No cuando recordaba a Nate

Todavía puedo sentirlo tomando mi mano, todavía puedo sentir la calidez de su aliento sobre mi cuello, puedo sentir las marcas húmedas que con sus carnosos y dulces labios dejó sobre mi piel, todavía nos recuerdo a ambos. Corriendo por el bosque, riendo con nuestros juegos, ansiando que el momento nunca se termine.

Desgraciadamente todo fue un sueño

—Ya vine Mia —escucho una voz en la puerta— No traigo noticias demasiado reconfortantes —desvío la mirada en un lento pestañeo con una expresión lívida e ida en dirección a Gian, quien cuelga su abrigo en el perchero antes de suspirar —Sino encuentro algo en los próximos días voy a enloquecer. El dinero que alcancé a sacar de mis padres se viene acabando, sino encuentro trabajo en estos días, tendré que buscar otra salida.

—Si me hubieras dejado abortarlo, esto no sería un problema —mascullo seca e indiferente viendo a Gian adoptar una expresión de aburrimiento.

—Eso no es abortar. Eso es asesinar, Mia —regreso la mirada al suelo en silencio tragando seco— Y ya te dije, no te estoy echando la culpa de esto. Ese bebé no tiene la culpa de nada, a como sea encontraré trabajo y... nos sacaré de esta situación. Mientras tanto... —el timbre suena, Gian regresa a suspirar— Espero que no sea la señora de la renta pidiéndome otra vez el pago.

En cuanto el castaño abre la puerta lo miro abrir los ojos sorprendido. Antes de que llegue a formular palabra alguna, Viviann se arroja en los brazos del castaño que le corresponde de inmediato con una sonrisa.

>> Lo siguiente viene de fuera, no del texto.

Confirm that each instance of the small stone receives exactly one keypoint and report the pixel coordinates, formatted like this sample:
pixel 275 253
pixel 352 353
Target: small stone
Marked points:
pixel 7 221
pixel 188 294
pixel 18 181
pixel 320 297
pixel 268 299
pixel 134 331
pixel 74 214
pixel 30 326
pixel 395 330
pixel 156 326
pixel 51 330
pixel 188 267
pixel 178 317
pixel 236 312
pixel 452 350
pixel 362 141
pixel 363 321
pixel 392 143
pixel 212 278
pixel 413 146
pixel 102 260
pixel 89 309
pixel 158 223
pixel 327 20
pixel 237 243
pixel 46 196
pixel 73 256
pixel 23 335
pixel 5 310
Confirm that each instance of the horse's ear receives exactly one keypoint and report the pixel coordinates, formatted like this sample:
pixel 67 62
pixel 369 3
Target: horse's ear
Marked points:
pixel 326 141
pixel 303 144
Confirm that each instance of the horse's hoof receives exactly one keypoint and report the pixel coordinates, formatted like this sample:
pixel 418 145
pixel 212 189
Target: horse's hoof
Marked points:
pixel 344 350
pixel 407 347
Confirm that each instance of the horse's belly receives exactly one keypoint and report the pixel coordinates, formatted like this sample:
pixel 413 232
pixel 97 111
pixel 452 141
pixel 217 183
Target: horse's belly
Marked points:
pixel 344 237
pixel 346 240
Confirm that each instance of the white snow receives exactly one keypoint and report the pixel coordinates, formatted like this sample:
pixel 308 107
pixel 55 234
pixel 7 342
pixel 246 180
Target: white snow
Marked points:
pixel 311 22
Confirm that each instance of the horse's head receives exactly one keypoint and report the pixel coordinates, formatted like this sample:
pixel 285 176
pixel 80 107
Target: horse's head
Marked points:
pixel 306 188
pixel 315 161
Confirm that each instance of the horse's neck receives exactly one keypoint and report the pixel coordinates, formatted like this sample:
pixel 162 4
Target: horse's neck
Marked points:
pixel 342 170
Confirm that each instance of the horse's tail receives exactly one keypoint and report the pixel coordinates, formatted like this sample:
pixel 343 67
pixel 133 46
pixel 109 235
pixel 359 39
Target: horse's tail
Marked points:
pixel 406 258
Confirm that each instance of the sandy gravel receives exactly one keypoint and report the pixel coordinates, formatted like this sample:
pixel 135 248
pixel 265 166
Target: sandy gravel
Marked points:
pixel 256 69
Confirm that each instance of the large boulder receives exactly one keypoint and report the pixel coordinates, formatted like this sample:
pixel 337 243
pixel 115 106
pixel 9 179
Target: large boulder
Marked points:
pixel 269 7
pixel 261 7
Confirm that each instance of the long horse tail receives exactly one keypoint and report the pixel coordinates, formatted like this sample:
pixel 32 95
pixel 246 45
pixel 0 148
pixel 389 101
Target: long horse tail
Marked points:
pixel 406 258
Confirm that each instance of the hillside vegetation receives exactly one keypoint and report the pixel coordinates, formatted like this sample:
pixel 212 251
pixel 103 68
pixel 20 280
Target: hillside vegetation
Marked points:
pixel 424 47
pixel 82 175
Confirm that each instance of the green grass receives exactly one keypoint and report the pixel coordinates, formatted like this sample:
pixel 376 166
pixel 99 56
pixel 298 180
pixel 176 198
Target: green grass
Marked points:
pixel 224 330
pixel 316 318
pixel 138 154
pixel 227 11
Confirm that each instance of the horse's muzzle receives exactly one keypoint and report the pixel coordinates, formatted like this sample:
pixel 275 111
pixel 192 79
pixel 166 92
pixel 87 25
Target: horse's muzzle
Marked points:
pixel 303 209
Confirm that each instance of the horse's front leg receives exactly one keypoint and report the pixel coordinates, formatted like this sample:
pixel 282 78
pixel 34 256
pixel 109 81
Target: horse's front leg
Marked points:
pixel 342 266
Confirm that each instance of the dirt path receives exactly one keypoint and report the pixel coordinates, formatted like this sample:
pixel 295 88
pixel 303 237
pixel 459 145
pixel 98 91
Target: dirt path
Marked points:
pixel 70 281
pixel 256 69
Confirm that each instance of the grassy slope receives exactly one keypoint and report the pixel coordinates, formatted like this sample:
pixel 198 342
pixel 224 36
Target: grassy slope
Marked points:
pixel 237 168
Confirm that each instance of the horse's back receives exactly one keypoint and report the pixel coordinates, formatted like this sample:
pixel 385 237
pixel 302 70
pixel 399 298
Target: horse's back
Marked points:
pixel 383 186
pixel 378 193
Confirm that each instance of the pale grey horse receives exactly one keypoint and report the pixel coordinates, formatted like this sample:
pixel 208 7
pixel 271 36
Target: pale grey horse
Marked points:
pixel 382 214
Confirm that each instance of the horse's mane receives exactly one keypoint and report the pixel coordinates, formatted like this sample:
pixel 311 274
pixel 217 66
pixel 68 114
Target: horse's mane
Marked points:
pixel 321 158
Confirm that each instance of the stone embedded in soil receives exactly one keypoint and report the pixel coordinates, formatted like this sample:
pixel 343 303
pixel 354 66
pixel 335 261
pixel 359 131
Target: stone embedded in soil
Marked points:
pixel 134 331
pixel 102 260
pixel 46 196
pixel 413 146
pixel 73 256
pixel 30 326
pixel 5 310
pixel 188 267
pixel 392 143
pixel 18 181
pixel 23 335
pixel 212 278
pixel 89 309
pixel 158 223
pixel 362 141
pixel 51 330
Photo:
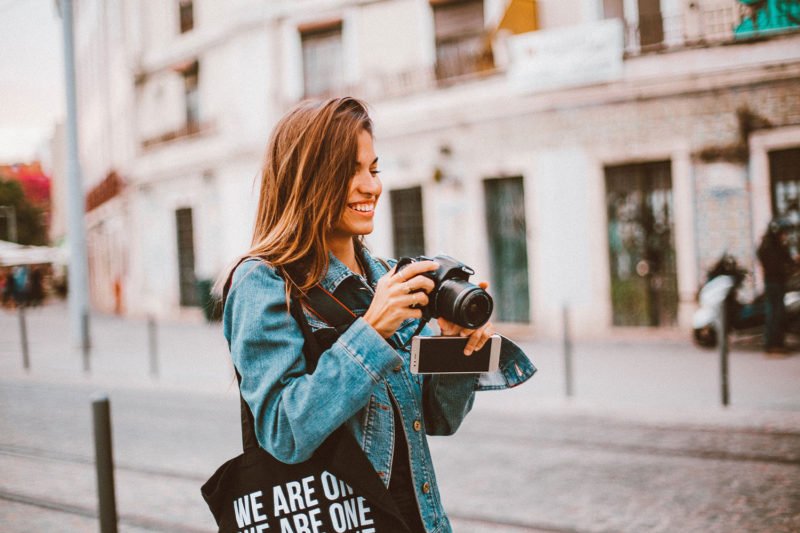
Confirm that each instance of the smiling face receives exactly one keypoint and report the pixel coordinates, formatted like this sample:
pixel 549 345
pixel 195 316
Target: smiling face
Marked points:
pixel 363 193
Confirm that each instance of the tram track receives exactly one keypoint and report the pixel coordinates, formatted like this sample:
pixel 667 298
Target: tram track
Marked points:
pixel 73 458
pixel 141 522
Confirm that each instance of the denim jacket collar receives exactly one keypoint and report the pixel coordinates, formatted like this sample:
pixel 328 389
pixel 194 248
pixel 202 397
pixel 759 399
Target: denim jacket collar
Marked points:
pixel 338 271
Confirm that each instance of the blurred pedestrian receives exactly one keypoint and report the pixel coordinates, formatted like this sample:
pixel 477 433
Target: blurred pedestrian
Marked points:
pixel 21 284
pixel 777 264
pixel 8 287
pixel 36 286
pixel 319 190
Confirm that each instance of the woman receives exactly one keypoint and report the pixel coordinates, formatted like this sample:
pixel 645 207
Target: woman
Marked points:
pixel 319 191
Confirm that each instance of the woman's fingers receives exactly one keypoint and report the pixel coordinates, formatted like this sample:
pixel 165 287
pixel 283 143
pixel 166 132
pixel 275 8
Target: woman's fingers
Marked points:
pixel 478 338
pixel 414 269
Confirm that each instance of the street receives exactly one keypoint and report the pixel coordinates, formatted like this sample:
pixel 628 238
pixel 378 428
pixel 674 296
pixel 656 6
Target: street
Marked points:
pixel 619 457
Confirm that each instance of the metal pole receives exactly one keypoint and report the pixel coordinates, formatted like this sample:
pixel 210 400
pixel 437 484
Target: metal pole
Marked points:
pixel 152 342
pixel 85 344
pixel 723 354
pixel 23 336
pixel 11 221
pixel 104 462
pixel 567 353
pixel 78 265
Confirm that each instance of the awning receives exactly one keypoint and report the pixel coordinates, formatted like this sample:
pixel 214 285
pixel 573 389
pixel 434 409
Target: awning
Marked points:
pixel 520 17
pixel 13 254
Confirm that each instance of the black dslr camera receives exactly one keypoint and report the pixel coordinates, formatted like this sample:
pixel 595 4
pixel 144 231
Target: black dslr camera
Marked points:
pixel 453 297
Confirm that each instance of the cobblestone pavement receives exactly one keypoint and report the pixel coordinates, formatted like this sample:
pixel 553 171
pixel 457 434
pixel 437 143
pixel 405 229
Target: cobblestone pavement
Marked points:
pixel 643 445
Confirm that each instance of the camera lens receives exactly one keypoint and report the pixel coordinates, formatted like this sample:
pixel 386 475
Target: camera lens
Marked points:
pixel 463 303
pixel 476 308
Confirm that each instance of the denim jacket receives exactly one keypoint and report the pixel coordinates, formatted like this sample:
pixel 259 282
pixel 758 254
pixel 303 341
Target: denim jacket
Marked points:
pixel 354 382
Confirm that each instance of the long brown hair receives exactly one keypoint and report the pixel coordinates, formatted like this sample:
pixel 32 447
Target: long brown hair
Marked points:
pixel 311 157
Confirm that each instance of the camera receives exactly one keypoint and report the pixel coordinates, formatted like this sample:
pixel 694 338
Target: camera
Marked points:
pixel 453 297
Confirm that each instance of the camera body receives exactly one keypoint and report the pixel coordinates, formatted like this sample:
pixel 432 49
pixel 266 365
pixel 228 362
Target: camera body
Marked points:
pixel 453 297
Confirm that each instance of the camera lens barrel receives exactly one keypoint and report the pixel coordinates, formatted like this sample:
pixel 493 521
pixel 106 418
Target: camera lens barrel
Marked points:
pixel 463 303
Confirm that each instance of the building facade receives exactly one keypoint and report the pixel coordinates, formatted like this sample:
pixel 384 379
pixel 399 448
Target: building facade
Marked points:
pixel 595 154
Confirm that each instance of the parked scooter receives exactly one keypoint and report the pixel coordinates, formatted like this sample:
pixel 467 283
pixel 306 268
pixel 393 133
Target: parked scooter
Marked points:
pixel 721 292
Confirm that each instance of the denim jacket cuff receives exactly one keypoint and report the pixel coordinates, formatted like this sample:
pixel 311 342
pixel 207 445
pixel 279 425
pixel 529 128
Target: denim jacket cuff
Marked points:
pixel 369 349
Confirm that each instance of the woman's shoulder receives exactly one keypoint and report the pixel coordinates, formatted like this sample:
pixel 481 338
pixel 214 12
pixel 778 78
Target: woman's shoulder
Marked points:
pixel 254 271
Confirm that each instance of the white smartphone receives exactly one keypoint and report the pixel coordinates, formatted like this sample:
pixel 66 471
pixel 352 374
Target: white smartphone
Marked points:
pixel 445 355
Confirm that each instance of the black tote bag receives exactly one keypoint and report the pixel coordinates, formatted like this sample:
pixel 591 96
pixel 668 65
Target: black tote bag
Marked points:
pixel 336 490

—Viviann. Se supone que debieras estar en Columbus —la castaña se separa con una sonrisa antes de besar sus labios produciendo una sutil mueca de disgusto en mi rostro antes de apartar la mirada.

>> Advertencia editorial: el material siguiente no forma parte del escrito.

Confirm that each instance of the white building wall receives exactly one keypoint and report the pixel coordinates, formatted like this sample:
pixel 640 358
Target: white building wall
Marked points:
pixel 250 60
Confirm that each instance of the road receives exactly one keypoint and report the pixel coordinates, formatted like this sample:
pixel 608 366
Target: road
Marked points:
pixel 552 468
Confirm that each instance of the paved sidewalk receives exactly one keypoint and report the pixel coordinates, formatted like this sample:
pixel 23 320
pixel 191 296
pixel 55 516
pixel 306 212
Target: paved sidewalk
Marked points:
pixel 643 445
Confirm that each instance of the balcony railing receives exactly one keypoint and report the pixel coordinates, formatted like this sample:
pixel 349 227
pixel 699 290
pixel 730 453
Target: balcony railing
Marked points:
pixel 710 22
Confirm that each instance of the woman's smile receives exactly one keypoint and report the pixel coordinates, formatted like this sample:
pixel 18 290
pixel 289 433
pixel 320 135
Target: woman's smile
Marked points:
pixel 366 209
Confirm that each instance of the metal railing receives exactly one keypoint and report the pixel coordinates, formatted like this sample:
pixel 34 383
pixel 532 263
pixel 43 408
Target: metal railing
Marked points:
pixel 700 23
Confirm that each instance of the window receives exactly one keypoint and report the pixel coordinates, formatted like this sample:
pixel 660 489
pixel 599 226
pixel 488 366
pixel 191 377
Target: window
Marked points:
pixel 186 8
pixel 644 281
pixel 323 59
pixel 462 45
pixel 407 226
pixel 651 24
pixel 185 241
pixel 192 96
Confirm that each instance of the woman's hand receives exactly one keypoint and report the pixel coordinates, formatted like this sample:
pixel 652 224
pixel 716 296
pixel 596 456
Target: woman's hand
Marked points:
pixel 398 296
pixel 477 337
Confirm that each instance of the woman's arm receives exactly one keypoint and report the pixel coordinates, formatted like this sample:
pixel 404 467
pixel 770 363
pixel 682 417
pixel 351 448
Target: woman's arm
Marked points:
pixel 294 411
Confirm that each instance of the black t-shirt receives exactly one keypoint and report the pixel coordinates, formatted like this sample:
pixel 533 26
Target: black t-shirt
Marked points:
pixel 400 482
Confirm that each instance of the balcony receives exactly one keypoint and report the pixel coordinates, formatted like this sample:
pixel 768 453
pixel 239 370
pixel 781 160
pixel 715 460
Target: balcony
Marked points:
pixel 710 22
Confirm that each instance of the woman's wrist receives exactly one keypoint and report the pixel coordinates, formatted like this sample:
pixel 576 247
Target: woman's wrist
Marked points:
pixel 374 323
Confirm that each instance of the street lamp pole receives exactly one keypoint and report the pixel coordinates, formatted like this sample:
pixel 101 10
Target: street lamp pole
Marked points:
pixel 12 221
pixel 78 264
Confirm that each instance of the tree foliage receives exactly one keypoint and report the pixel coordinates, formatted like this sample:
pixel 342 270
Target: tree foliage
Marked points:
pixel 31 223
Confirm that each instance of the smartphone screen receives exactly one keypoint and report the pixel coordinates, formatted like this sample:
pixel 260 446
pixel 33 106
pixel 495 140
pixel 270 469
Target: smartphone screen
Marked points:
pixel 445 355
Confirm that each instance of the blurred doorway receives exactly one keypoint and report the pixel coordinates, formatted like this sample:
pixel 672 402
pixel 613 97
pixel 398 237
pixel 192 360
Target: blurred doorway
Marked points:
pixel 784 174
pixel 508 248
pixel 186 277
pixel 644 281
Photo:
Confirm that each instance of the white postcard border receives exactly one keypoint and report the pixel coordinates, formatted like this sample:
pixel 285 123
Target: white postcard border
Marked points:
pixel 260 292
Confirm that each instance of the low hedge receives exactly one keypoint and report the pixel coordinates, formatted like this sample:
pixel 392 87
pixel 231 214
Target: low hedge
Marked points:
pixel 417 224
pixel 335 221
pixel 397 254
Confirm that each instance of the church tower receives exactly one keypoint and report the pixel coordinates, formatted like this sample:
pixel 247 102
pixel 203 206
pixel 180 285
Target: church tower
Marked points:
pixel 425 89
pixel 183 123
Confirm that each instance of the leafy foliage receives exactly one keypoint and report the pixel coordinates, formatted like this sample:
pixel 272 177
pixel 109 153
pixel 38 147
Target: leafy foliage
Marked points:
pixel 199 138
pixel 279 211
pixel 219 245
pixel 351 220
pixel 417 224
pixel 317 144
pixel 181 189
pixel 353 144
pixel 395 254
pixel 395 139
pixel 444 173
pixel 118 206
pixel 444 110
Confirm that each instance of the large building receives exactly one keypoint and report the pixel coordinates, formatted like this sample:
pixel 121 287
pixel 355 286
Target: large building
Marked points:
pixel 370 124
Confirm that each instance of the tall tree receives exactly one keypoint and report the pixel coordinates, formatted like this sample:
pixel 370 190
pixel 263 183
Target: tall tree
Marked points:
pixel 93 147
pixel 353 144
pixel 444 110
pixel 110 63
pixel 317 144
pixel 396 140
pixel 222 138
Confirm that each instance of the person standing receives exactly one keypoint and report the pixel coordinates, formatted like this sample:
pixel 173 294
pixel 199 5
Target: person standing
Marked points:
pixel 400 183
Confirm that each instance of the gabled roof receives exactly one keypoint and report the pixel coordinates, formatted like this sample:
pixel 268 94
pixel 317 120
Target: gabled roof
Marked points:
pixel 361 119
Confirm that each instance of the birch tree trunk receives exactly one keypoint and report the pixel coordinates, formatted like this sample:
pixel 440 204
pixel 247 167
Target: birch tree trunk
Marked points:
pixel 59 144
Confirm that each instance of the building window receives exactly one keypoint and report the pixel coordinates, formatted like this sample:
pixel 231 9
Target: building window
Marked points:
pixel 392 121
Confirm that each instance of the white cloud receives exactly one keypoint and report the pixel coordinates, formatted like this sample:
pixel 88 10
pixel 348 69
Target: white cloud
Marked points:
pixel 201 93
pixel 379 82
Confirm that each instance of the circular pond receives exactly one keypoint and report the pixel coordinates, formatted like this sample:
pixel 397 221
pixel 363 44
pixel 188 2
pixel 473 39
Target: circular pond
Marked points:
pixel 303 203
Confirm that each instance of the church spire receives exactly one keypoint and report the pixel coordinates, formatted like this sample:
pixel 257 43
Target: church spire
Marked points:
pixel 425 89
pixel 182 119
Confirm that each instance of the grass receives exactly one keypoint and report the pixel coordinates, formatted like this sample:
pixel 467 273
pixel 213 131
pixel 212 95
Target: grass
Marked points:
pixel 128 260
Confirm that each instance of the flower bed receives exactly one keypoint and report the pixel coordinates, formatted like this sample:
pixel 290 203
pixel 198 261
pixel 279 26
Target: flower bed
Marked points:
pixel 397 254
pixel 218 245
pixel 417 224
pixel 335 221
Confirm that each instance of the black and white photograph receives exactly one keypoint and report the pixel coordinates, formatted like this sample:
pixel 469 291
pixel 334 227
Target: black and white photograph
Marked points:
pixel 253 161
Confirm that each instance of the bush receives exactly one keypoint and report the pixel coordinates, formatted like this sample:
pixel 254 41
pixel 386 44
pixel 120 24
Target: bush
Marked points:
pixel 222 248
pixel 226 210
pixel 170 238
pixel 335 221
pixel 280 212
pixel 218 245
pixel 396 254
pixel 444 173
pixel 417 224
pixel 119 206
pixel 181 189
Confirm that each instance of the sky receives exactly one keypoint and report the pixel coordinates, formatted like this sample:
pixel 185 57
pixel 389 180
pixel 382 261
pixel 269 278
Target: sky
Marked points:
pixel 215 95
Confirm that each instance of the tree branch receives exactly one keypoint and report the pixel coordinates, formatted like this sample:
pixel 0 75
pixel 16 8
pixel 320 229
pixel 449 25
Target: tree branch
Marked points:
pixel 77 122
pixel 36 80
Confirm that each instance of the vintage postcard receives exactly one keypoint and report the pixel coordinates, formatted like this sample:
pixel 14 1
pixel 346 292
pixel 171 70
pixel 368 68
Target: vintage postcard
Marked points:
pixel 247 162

—Quise venir a verlos. Como me dijiste lo sucedido con Mia, decidí que ya era hora de regresar —regreso la mirada para encontrarme a la castaña centrando sus ojos azules compasivos en mí— Hola... Mia... voy a estar aquí para ayudarte y a tu hermano.

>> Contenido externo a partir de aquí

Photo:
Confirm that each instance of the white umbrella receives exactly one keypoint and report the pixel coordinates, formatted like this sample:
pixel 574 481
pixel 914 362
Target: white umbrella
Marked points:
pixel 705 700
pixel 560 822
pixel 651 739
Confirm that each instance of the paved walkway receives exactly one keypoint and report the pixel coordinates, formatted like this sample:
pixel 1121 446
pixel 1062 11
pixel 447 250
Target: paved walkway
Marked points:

—Bi, no es necesario que lo hagas —se apresura a pronunciar Gian— Me haré cargo de lo que pueda, pero no quiero que lo hagas.

—Necesitas ayuda, Gian, por más que te hagas el fuerte, sé que no puedes hacer esto solo —de repente esta conversación ha dejado de interesarme.

—No me importa quién lo haga. Sólo quiero abandonar esta pesadilla ya, no quiero esto, no quiero ser madre, no quiero tener que cuidar lo que nunca debió pasar —me encojo sobre la silla pegando mis piernas contra mi pecho mientras me abrazo y descanso mi mentón entre mis rodillas con las lágrimas saliendo.

Viviann se acerca a mí para colocarse a cuclillas y mirarme tierna y sincera como una hermana antes de tomar mis manos y hacerme mirarla a aquellos ojos color cielo que se mantienen sobre los míos.

—Mia, sé que es duro. No va a ser fácil, pero contarás con alguien que te escuche cada vez que te sientas destruida. No estás sola, así que me tienes aquí si quieres compartir algo de hermana a hermana —en silencio la miro directo a los ojos antes de zafar sus manos y sorber mi nariz mientras trago con ímpetu.

—Ni que te abras una incisión en el pecho. Ni que te fractures la columna. Ni que te desgarren desde adentro. Nunca, vas a entender Viviann, cómo me siento, jamás sentirás el dolor de un parto a los dieciséis años, jamás sentirás el dolor de sentirte sucia, de sentirte sin honra. Jamás, vas a saber lo que se siente —sin otra cosa más que añadir subo las escaleras para entrar en mi recámara y cerrar con estruendo la puerta.